What: Scotty McCreery in concert

When: 8 p.m., Saturday, June 1

Where: Spotlight 29 Casino, 46200 Harrison Place, Coachella

How much: $45-$65

Contact info: (866) 377-6829; www.spotlight29.com

Why: Because OMG IT’S HEARTTHROB SCOTTY MCCREERY!!!

Scotty McCreery was just a wee lad of 17 in 2011, when he cruised to victory on the 10th season of American Idol.

What has he done since then, you ask? Well, he promptly released his debut album, Clear as Day, which went to No. 1 and achieved platinum status; and he followed that up with a Christmas album, Christmas With Scotty McCreery, that went to No. 2 on the country charts and reached gold status, even though it was a freakin’ Christmas album.

He’s now at work on a new album, taking college classes, and sniveling to the media about how tough it is to date while on tour. And he’s only 19. OK, everyone, say it along with me: Awww, poor thing!

So, yeah, it’s OK to hate McCreery a little. But there’s no denying his talent; with that deep voice of his and his good looks (didja know he’s part Puerto Rican?), he’s a contender to become the most successful Idol alum of all time.

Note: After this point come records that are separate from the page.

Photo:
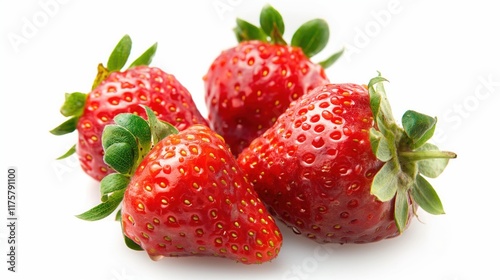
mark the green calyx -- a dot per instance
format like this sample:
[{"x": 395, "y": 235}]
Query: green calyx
[
  {"x": 74, "y": 103},
  {"x": 125, "y": 143},
  {"x": 407, "y": 155},
  {"x": 312, "y": 37}
]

He’ll kick off the month of June at Spotlight 29’s Spotlight Showroom. Other bookings this season include the Spring Love Tour on Saturday, April 6 (highlight: Exposé singing “Point of No Return”!), comedian Brian Regan on Friday, April 12, and Mexican comedian Jo Jo Jorge Falcon on Saturday, May 4. Check out the website for a full schedule.

 

What: The Village People, in concert with KC and the Sunshine Band

When: 8 p.m., Saturday, July 6

Where: Fantasy Springs Resort Casino, 84245 Indio Springs Parkway, Indio

How much: $39 to $69

Contact info: 342-5000; www.fantasyspringsresort.com

Why: Because you can stay there, and I’m sure you will find many ways to have a good time …

True story: When I was little, my mother—a conservative housewife who lived on a cattle ranch just outside of Reno, NV—would occasionally clean house to a Village People 8-track. She loved this 8-track, and would turn it up to a volume usually reserved for Boeing 747 engines.

In other words, as a child, I was routinely subjected to disturbingly loud renditions of lyrics like: “It’s fun to stay at the YMCA! They have everything for young men to enjoy! You can hang out with all the boys!”

It’s no wonder I turned out gay.

Anyhow, the Village People and another ’70s mainstay, KC and the Sunshine Band, will be rocking the Fantasy Springs Special Events Center on July 6. (Fun fact: That same day, KC and the Sunshine Band’s Wayne Casey will get his own star on the Palm Springs Walk of Stars.)

In other words: Start working on your YMCA dance now!

Visit the Fantasy Springs website for a list of other upcoming shows; there’s some good stuff coming up, ranging from John Legend (Saturday, April 6) to Pepe Aguilar (Saturday, May 4) the Doobie Brothers (Saturday, June 15).